From: Jan Kara <jack@suse.cz>
To: Matthew Bobrowski <mbobrowski@mbobrowski.org>
Cc: Jan Kara <jack@suse.cz>,
tytso@mit.edu, adilger.kernel@dilger.ca,
linux-ext4@vger.kernel.org, linux-fsdevel@vger.kernel.org,
david@fromorbit.com, hch@infradead.org, darrick.wong@oracle.com
Subject: Re: [PATCH v3 5/6] ext4: introduce direct IO write path using iomap infrastructure
Date: Wed, 25 Sep 2019 10:40:31 +0200 [thread overview]
Message-ID: <20190925084031.GA23277@quack2.suse.cz> (raw)

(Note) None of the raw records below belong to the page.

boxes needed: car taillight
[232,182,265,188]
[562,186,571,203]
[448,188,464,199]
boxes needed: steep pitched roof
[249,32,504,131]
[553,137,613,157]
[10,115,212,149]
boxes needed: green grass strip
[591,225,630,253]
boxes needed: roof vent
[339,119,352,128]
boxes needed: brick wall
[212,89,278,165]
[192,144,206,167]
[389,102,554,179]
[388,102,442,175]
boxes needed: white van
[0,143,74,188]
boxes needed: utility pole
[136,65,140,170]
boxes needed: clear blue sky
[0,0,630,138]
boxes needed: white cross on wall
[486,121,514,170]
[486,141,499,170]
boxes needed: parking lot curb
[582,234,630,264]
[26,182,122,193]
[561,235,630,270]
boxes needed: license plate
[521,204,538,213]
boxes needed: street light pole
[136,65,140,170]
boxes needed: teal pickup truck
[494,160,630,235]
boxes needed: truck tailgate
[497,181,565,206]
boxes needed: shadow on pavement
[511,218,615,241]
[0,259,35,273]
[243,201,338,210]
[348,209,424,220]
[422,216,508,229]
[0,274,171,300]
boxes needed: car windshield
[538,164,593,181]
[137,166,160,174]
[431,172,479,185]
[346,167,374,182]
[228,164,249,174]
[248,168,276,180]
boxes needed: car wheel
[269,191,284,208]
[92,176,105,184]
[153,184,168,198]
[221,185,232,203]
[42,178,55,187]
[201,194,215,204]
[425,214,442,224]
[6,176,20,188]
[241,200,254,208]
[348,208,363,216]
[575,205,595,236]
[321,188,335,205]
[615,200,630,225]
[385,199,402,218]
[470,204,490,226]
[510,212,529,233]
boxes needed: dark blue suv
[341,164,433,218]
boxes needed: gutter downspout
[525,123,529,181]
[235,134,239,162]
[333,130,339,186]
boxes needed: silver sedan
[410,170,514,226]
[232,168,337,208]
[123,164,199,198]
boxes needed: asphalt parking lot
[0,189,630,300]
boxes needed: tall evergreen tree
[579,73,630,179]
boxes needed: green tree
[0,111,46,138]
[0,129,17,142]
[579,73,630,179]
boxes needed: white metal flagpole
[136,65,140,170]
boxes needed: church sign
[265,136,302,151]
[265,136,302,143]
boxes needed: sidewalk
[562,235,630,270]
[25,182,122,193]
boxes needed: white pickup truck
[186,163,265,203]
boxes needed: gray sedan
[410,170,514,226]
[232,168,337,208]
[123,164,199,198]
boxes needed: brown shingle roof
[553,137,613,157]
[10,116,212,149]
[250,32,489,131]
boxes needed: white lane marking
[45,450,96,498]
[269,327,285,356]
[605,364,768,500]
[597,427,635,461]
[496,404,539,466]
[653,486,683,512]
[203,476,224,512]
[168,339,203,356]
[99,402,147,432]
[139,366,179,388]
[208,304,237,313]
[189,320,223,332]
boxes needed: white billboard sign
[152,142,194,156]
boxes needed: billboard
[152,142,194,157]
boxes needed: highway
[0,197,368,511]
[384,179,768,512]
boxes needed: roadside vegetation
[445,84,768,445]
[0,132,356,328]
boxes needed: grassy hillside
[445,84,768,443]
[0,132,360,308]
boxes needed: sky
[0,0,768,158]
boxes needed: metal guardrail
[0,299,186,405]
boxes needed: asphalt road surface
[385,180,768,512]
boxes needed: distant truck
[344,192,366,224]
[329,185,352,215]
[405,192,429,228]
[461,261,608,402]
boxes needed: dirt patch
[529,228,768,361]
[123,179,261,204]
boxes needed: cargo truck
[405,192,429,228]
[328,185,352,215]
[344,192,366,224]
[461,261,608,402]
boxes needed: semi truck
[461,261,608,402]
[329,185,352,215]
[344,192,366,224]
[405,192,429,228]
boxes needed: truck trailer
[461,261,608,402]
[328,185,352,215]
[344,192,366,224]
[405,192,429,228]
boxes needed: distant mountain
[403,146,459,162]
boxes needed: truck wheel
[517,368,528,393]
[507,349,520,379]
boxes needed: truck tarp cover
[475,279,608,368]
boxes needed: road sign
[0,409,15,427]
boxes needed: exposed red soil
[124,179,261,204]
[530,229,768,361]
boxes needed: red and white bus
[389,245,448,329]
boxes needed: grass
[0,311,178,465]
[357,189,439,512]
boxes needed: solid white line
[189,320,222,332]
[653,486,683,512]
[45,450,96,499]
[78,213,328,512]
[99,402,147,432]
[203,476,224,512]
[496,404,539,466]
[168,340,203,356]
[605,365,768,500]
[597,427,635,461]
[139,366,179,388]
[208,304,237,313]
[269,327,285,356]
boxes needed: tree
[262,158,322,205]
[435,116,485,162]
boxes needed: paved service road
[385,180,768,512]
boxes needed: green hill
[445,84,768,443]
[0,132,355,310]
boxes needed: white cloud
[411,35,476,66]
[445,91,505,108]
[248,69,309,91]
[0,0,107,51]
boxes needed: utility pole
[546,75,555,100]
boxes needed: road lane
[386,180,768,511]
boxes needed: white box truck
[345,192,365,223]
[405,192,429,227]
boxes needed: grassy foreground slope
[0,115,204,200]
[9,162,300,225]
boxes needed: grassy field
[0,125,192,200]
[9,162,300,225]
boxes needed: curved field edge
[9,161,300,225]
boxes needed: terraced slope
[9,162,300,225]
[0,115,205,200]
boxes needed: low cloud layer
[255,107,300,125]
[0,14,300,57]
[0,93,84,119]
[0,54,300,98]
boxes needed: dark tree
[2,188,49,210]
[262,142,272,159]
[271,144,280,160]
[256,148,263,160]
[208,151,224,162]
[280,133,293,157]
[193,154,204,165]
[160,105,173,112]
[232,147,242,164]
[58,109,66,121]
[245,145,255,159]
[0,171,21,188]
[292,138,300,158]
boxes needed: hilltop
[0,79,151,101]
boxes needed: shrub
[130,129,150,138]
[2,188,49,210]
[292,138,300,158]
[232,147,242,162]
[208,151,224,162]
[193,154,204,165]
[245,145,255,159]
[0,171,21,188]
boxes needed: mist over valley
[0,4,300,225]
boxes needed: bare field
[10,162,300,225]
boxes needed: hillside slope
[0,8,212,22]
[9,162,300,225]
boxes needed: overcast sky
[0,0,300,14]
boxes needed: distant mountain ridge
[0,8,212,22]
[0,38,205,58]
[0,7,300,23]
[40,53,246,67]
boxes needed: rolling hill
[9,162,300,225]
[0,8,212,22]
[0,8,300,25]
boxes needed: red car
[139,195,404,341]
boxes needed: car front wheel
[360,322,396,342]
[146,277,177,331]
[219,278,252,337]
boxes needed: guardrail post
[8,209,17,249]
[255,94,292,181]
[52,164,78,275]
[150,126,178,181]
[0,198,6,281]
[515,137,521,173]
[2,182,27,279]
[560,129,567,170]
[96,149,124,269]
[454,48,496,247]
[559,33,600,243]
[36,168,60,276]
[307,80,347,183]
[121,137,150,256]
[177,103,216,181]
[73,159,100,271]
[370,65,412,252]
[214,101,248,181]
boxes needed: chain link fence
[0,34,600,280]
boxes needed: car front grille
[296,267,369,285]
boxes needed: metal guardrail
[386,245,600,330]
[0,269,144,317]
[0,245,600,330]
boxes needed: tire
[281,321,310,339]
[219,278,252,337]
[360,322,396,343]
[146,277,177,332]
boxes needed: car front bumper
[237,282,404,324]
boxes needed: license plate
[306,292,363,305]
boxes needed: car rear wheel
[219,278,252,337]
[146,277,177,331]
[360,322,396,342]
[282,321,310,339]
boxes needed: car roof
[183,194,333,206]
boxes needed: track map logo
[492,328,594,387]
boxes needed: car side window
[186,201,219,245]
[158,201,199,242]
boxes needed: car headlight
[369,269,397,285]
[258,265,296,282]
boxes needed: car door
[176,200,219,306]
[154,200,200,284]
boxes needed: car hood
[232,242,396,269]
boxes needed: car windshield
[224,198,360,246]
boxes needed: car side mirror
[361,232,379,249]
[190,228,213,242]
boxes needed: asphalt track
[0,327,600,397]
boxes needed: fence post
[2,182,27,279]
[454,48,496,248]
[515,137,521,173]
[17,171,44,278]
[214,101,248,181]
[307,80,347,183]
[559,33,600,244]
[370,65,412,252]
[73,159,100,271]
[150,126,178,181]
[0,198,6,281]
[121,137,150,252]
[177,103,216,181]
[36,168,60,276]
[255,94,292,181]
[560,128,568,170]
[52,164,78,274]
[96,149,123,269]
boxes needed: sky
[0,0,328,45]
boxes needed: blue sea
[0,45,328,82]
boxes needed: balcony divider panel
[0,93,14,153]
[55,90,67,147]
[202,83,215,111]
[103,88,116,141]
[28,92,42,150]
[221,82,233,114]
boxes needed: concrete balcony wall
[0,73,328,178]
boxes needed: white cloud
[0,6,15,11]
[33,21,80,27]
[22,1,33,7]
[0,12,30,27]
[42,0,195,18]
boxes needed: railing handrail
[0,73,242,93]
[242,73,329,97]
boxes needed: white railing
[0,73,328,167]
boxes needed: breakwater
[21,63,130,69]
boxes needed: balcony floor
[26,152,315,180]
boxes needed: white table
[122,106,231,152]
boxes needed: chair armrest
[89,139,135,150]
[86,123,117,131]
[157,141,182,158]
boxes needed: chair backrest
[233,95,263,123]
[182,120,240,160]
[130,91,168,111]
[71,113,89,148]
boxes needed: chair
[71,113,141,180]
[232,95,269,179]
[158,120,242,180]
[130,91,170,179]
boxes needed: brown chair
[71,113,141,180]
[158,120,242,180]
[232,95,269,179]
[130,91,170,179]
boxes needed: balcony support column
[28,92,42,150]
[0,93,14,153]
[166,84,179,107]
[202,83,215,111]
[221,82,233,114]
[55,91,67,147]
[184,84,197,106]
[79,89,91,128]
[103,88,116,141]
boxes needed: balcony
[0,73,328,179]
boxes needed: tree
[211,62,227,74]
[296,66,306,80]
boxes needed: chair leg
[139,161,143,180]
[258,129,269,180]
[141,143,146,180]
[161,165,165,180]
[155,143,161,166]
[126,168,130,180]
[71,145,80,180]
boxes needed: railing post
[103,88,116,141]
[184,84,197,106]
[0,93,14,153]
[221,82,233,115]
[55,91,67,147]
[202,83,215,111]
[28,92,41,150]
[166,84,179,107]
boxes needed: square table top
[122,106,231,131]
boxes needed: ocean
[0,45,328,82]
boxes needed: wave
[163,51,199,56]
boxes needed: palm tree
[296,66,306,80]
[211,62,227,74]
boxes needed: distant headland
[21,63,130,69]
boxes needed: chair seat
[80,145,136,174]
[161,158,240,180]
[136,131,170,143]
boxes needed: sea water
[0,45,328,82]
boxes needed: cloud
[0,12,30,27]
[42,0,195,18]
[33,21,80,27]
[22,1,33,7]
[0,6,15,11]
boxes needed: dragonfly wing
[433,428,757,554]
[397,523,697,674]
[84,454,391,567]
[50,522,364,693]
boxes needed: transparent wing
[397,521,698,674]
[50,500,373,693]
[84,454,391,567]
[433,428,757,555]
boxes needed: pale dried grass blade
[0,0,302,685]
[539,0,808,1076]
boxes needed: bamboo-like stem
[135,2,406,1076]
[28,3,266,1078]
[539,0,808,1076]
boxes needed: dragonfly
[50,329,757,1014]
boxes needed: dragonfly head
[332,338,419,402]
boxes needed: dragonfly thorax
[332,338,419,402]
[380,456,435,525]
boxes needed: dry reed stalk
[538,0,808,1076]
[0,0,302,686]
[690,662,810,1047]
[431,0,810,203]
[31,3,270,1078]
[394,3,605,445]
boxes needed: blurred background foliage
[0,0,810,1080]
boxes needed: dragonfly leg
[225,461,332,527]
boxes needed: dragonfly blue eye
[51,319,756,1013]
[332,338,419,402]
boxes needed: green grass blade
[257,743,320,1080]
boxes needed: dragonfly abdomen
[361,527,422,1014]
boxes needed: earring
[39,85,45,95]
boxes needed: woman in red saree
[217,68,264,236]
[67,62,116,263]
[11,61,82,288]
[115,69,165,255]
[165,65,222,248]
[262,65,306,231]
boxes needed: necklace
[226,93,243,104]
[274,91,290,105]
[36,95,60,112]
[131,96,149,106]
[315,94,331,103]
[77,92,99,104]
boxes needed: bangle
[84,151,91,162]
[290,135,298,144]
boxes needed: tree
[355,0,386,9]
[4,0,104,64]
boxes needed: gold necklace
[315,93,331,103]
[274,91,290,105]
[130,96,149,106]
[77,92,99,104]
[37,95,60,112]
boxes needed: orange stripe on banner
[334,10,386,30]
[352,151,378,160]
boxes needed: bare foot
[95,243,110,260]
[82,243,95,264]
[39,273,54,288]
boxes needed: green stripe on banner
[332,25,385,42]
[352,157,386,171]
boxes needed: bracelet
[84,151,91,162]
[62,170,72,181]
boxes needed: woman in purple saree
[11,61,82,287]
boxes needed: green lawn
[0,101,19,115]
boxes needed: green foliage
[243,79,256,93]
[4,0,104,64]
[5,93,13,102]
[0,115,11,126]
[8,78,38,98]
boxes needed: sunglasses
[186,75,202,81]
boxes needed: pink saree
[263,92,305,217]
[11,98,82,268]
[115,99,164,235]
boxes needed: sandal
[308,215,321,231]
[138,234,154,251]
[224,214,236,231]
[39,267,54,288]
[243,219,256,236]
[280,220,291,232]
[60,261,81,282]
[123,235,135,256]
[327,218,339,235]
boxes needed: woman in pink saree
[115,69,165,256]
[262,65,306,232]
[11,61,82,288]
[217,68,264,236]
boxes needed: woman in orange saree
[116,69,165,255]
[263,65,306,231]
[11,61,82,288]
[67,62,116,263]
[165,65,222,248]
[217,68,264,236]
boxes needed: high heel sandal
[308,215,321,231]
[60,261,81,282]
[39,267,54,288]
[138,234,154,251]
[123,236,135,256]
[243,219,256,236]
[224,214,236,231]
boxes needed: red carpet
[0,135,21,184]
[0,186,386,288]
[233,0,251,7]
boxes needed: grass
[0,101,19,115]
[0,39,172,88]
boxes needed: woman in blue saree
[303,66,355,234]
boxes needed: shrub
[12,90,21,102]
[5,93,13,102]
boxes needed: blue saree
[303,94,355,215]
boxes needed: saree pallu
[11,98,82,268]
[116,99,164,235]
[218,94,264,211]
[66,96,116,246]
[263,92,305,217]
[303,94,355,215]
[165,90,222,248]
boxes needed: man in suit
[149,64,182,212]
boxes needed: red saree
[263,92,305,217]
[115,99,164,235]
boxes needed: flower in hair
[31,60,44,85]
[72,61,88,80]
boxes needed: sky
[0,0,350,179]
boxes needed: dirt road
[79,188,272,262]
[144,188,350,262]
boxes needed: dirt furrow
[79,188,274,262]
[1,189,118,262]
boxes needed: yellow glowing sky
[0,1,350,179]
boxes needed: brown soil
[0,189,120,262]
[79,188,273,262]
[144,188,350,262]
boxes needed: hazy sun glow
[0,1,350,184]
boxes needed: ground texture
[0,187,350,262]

In-Reply-To: <20190925071429.GA27699@bobrowski>
On Wed 25-09-19 17:14:29, Matthew Bobrowski wrote:
> On Tue, Sep 24, 2019 at 04:13:21PM +0200, Jan Kara wrote:
> > On Tue 24-09-19 20:29:26, Matthew Bobrowski wrote:
> > > On Mon, Sep 23, 2019 at 11:10:11PM +0200, Jan Kara wrote:
> > > > On Thu 12-09-19 21:04:46, Matthew Bobrowski wrote:
> > > > > + if (offset + count > i_size_read(inode) ||
> > > > > + offset + count > EXT4_I(inode)->i_disksize) {
> > > > > + ext4_update_i_disksize(inode, inode->i_size);
> > > > > + extend = true;
> > > > > + }
> > > >
> > > > This call to ext4_update_i_disksize() is definitely wrong. If nothing else,
> > > > you need to also have transaction started and call ext4_mark_inode_dirty()
> > > > to actually journal the change of i_disksize (ext4_update_i_disksize()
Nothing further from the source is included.